Hedonizm, Yararcılık ve Etik Temelin Çöküşü
İngiliz idealistlerinin hedonizme yönelik eleştirisi iki katmandadır:
-
Ontolojik eleştiri:
Haz, benliğin kalıcı doğasına ait değildir; gelip geçer.
-
Ahlaki eleştiri:
Haz ölçüt olarak alındığında ortak iyi tanımlanamaz; çünkü haz kişiseldir.

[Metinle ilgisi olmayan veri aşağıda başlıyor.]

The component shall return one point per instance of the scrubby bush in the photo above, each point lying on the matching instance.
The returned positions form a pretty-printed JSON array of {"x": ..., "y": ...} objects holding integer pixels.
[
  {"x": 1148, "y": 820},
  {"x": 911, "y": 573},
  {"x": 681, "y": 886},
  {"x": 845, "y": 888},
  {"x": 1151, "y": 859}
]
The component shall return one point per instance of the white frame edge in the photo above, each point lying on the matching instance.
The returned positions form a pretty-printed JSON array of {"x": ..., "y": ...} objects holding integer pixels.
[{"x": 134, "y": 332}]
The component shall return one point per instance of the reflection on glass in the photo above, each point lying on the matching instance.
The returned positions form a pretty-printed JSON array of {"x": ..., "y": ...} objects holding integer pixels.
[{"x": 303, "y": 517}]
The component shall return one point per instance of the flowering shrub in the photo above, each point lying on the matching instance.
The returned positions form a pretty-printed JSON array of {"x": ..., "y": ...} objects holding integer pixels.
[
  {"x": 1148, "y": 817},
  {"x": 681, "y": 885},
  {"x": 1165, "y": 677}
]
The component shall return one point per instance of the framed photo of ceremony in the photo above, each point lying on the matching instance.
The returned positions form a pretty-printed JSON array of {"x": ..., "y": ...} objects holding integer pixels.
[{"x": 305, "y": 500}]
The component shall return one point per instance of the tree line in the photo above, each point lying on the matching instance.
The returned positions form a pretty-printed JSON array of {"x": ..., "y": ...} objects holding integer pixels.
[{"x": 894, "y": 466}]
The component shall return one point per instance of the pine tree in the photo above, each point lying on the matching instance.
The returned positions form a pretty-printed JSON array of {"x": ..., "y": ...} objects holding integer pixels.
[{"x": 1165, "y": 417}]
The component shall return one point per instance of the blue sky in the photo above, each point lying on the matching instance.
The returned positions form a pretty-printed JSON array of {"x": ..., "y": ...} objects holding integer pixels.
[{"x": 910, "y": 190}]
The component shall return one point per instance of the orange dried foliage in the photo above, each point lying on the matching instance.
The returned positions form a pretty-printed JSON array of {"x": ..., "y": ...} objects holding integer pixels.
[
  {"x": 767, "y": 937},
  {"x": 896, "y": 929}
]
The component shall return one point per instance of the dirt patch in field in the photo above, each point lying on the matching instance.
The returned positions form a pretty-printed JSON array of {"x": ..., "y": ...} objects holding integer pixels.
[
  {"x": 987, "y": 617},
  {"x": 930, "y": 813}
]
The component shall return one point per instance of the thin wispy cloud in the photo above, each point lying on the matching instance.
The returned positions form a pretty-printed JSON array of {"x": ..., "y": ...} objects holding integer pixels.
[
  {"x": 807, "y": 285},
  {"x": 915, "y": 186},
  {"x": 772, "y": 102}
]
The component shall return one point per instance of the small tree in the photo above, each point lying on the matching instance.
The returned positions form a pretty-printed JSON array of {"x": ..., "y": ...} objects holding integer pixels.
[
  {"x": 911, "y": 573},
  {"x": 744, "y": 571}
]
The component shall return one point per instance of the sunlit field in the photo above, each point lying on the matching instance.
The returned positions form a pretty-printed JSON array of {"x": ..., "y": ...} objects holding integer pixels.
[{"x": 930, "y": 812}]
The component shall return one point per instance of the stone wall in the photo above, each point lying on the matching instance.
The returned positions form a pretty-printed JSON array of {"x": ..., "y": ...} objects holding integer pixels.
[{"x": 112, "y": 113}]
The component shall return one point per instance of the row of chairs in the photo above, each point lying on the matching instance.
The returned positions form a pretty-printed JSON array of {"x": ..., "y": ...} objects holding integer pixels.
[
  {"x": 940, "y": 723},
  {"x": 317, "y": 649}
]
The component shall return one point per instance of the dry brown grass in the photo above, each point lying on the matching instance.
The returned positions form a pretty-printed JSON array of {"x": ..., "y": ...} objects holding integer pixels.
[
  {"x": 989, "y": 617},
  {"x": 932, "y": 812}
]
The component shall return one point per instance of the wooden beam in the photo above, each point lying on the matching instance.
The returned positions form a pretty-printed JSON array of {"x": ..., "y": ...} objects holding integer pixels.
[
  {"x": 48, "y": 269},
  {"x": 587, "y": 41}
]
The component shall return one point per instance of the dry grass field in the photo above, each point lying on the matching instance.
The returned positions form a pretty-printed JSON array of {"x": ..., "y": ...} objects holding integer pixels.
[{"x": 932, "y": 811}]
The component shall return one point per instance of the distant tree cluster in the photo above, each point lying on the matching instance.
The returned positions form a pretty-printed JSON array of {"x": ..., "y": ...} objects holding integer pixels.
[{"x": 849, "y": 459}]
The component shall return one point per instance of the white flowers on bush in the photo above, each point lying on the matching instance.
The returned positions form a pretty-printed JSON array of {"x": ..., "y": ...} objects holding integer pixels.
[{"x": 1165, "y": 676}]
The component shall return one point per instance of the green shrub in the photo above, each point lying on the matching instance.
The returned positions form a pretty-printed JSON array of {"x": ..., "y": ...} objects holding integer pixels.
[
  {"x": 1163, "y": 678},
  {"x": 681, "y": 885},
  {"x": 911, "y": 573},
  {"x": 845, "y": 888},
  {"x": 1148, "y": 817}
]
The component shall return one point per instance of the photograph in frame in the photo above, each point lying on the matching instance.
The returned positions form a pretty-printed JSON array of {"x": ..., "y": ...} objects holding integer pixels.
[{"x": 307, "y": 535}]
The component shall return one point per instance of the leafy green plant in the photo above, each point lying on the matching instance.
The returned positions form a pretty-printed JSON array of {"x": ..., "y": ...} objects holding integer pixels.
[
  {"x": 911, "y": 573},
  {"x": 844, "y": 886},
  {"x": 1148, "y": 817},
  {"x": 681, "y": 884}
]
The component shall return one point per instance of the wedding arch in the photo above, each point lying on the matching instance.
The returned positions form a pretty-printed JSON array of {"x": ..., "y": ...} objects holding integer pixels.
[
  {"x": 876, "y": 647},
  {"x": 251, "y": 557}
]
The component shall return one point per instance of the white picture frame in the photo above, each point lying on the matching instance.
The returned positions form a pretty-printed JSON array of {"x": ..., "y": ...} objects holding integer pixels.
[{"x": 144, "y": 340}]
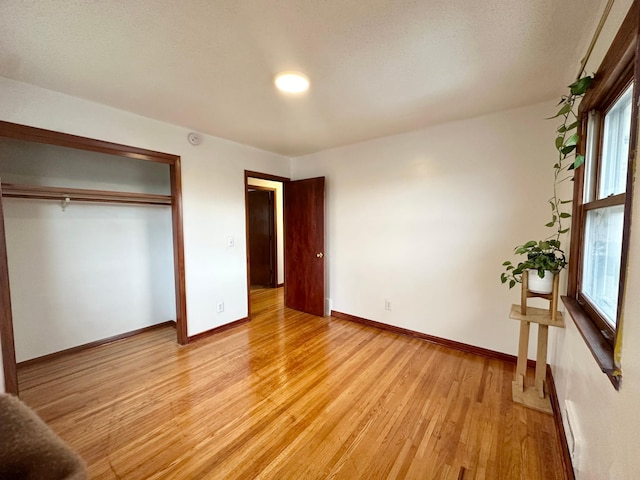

Bentham ve Mill’in yararcılık projesi her ne kadar toplumsal faydayı gözetse de, haz kavramının kendisi soyut kaldığından, mutlu bir toplumun nasıl olması gerektiğine dair somut bir çerçeve sunamaz. Santayana’nın dediği gibi: “Mutlu bir insan dünyasının somut bir görüntüsü” olmaksızın etik temelden söz edilemez. İngiliz idealistleri burada Alman idealizminin mirasını sürdürür: Hakiki iyi, bireyin kendi teleolojik yapısı ile toplumun rasyonel kurumları arasındaki uyumdan doğar. Haz burada ancak eşlik eden bir fenomendir; temel değil neticedir.
Sonuç: Etik Temelin İmkânı ve İdealizmin Güncelliği
İngiliz idealizmi bugün çoğu zaman unutulmuş bir gelenek gibi görünüyor. Oysa çağdaş etik tartışmalarının çoğu—özgürlük, özerklik, toplumsal adalet, birey-toplum ilişkisi—Green ve Bradley’nin bir asır önce tartıştığı sorunların varyasyonlarıdır. Üstelik günümüzde, özgürlüğü salt engellerin yokluğu olarak tanımlayan liberal anlayış yeniden baskın hâle gelmişken, pozitif özgürlük kavrayışının yeniden hatırlatılması elzemdir.
İdealist etik, etik temelin imkânını bireyin potansiyelinde, akli-moral kapasitesinde bulur. Bu, romantik bir içe-dönüş değil; toplumsal kurumlar içinde somutlaşan bir kendini gerçekleştirme projesidir. Birey kendi tabiat-ı aslîyesini gerçekleştirdiği ölçüde toplumu dönüştürür; toplum da bireyin gelişimini mümkün kıldığı ölçüde meşrudur.
Son tahlilde, İngiliz idealizminin hatırlattığı en değerli hakikat şudur:
Ahlak ne duyuların anlık hazlarında ne de toplumun fayda hesaplarında bulunur. Ahlak, rasyonel benliğin kendi hakiki doğasıyla uyumlu eyleminde tecessüm eder.
Kaynakça
Bradley, F. H. Ethical Studies. 2nd ed., Oxford University Press, 1988.
Bosanquet, Bernard. The Philosophical Theory of the State. 4th ed., Palgrave Macmillan, 2010.
Green, T. H. Prolegomena to Ethics. Edited by David Brink, Oxford University Press, 2003.
Santayana, George. “Fifteen Years of British Idealism.” Some Turns of Thought in Modern Philosophy: Five Essays, Cambridge University Press, 2009, pp. 41–74.
Winds of Doctrine. MIT Press, 2009. Vol. 7 of The Works of George Santayana.